Personally, I think out of state investing is very risky, so I like to invest close to home. I don't like third party managers, as the best I have ever heard from someone is "they are fine" but most stories are much worse than that. And whether you have a manager or self-manage, you will be WORKING on the property; either overseeing the manager or dealing with tenant calls, contractors, etc.
The biggest risks to me are:
Capex costs: these can often be understood before you buy a property, but anything missed tends to be a major factor. I.e. roofs cost $6k+ for me, HVAC going out can cost $8k+.

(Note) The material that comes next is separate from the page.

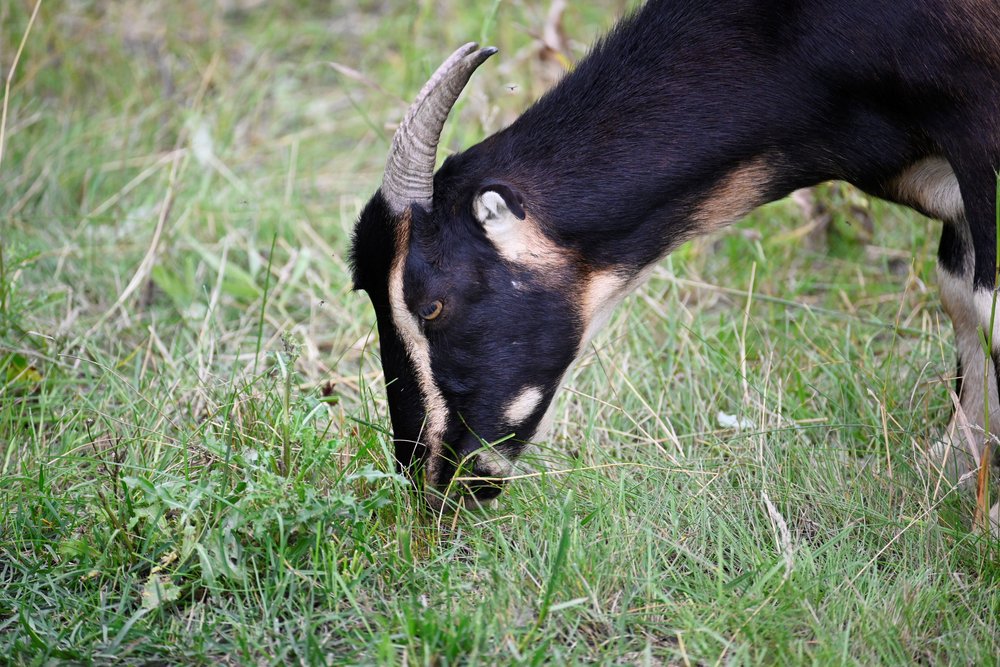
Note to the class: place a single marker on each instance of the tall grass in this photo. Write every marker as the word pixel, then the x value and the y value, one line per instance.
pixel 195 463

Tenant Risk: this is the most realistic one, in my experience. I self lease, and have had some success by meeting all my tenants, shaking their hands, and getting a general "read" on people as they are considering my properties. Tenants typically run with areas, so Class C areas get Class C tenants. Class C tenants, in my experience, are slower to pay, heavier wear and tear on properties, and tend to turn over more frequently. And with each turn over, not only is it higher costs to get rent ready again, but also longer between tenants until I can find another qualified tenant. All this equates to more work for the same overall cash flow as my nicer area properties.

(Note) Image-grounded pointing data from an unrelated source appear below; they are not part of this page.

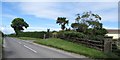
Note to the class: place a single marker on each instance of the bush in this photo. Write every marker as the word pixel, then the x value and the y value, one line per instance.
pixel 68 34
pixel 30 34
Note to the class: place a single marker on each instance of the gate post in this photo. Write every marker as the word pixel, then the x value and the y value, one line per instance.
pixel 108 44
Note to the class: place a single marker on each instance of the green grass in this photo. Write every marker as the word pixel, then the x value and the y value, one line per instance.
pixel 71 47
pixel 0 41
pixel 28 38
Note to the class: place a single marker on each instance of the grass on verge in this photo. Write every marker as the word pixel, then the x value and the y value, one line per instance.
pixel 28 38
pixel 71 47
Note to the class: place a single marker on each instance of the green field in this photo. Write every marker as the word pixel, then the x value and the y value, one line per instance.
pixel 71 47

At the end of the day, it really comes down to your needs and desires. If you are looking for a couple thousand dollars per month to supplement your social security and any other retirement savings you have, that is totally doable. But in many markets today, the returns available on single family rentals are pretty anemic. Values have shot up and rents have not kept pace, and if you have to finance your properties, after all is said and done, you are likely barely cash flowing at all, in the long term. Back to capex, remember, even a new roof needs replaced eventually, as does EVERYTHING ELSE, for the most part. And given age and desire to "retire" with the help of these rentals, I would budget much more in reserves than what most people on these forums do. Typically, at today's prices, to keep a house in good condition long term, you probably need to reserve about $400-500 per month for things like roof, HVAC, water heaters, new flooring every 10-15 years, new kitchens and baths every 10-15 yrs, etc.

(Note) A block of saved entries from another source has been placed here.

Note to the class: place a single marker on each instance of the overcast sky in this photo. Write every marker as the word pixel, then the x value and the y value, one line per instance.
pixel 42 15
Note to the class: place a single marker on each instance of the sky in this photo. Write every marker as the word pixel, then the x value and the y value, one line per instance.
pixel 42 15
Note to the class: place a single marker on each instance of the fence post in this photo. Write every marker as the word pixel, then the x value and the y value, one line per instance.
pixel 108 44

And remember, if you are looking at "high cash flow" areas (also known as lower end areas) with lower end rents, a refrigerator that goes out does not care whether you are getting $500/mo in rent or $5,000/mo, so using a percentage of rent, as commonly practiced, is not a good strategy. Put another way, a $1,000 fridge is 2 months rent for the $500/mo rent and only 20% of one month's rent for the high end place. Yes, you can get nicer and lower end fridges, but proportionately, low rent properties need to have a much higher percentage of reserves held back.